The different members of the commission clambered lightly up the side of the hill, and the conversation became general, but there was still no mention of the object of the expedition. The Europeans were admiring the splendid scenes that were opened to their view, for this grand nature, so beautiful in its wildness, charmed them as it had charmed the young astronomer, and their voyage had not yet surfeited them with the natural beauties of this African region, though they admired every thing with a quiet admiration, and, English-like, would not do any thing that might seem “improper.” However, the cataract drew forth some graceful applause, and although they clapped perhaps with only the tips of their fingers, yet it was enough to show that “nil admirari” was not quite their motto.
Besides, William Emery thought it his duty to do the honours of South Africa to his guests; for he was at home, and like certain over-enthusiastic citizens, he did not spare a detail of his African park.
Towards half-past four they had passed the cataract of Morgheda, and being now on level ground, the upper part of the river lay before them as far as their eye could reach, and they encamped on the bank to await the arrival of the waggon.
It appeared at the top of the hill about five o'clock, having accomplished the journey in safety, and Colonel Everest ordered it to be unloaded immediately, announcing that they were to start at day-break the next morning.
All the night was passed in different occupations. The shell of the vessel was put together again in less than an hour; then the machinery of the screw was put into its place; the metal partitions were fixed between the cabins; the store-rooms were refurnished, and the different packages neatly arranged on board, and every thing done so quickly that it told a great deal in favour of the crew of the “Queen and Czar.” These Englishmen and Russians were picked men, clever and well disciplined, and thoroughly to be depended on.

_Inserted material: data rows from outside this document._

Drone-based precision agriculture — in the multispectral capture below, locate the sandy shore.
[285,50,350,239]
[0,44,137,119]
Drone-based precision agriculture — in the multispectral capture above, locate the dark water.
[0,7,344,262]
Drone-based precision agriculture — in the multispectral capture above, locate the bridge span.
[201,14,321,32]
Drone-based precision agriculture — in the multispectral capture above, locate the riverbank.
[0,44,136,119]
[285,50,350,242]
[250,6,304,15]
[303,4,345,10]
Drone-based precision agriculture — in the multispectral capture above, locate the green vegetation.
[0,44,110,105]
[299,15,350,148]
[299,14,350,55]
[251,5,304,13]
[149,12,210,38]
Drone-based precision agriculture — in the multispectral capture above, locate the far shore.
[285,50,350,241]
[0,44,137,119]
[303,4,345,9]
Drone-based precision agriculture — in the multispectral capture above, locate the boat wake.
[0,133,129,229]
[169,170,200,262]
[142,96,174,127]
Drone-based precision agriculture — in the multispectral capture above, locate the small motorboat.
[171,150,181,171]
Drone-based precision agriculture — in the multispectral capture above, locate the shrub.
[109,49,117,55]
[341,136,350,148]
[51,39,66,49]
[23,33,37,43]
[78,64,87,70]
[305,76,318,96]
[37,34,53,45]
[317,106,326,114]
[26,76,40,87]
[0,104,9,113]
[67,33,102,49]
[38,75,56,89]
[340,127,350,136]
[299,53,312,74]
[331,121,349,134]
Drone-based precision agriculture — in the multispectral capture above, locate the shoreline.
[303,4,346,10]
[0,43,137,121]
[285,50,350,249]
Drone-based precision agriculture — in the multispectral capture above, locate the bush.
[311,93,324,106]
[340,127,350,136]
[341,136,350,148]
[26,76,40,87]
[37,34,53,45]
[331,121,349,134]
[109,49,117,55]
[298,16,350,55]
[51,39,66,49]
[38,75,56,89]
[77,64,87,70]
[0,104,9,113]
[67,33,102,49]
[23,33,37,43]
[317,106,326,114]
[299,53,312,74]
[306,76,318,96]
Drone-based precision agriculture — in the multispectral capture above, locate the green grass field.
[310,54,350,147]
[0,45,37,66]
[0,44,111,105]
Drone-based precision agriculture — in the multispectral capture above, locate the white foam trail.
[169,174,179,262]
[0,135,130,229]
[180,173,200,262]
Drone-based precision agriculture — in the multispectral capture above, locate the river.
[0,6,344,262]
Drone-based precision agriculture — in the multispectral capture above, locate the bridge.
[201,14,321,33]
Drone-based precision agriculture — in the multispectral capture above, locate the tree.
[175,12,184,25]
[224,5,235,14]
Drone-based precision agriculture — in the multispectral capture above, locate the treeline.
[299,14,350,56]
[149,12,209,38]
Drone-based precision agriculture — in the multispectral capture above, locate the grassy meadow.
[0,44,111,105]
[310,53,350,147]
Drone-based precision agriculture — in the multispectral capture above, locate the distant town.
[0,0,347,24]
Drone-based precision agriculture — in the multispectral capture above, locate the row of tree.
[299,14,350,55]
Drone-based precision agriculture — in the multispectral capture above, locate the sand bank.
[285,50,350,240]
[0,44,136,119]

The next day, the 1st of February, the boat was ready to receive its passengers at daybreak. Already there was a volume of black smoke pouring from the funnel, and the engineer, to put the machinery in motion, was causing jets of white steam to fly across the smoke. The machine being at high pressure, without a condenser, the steam escaped at every stroke of the piston, according to the system applied to locomotives; and as to the boiler, with its ingeniously contrived tubes, presenting a large surface to the furnace, it only required half an hour to furnish a sufficient quantity of steam. They had laid in a good stock of ebony and guiacum, which were plentiful in the neighbourhood, and they were now lighting the great fire with this valuable wood.

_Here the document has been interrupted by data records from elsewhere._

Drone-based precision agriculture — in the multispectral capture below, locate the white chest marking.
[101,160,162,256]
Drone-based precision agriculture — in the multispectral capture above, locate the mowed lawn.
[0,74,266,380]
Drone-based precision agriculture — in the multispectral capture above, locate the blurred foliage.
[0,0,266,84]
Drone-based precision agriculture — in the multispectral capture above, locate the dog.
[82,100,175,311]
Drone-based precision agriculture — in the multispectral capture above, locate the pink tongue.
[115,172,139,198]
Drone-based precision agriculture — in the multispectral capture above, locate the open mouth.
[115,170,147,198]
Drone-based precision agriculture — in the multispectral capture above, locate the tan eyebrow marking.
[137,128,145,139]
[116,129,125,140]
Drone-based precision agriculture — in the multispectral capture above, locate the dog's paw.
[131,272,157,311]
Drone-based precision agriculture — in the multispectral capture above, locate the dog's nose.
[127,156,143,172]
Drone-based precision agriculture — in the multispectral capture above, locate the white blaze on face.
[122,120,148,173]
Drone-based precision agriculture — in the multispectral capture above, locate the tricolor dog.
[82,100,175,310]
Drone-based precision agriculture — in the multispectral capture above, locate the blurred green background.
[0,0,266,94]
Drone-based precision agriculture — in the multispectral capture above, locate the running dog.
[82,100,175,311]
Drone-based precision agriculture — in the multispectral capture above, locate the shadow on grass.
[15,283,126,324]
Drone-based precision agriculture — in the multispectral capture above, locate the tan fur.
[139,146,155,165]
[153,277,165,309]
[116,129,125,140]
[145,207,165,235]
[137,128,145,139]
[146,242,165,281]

At six o'clock Colonel Everest gave the signal for starting, and passengers and crew went on board the “Queen and Czar.” The hunter, who was acquainted with the course of the river, followed, leaving the two Bochjesmen to take the waggon back to Lattakoo.
Just as the vessel was slipping its cable. Colonel Everest turned to the astronomer, and said,—
“By-the-bye, Mr. Emery, you know why we have come here?”
“I have not the least idea, Colonel.”
“It is very simple, Mr. Emery: we have come to measure an arc of meridian in South Africa.”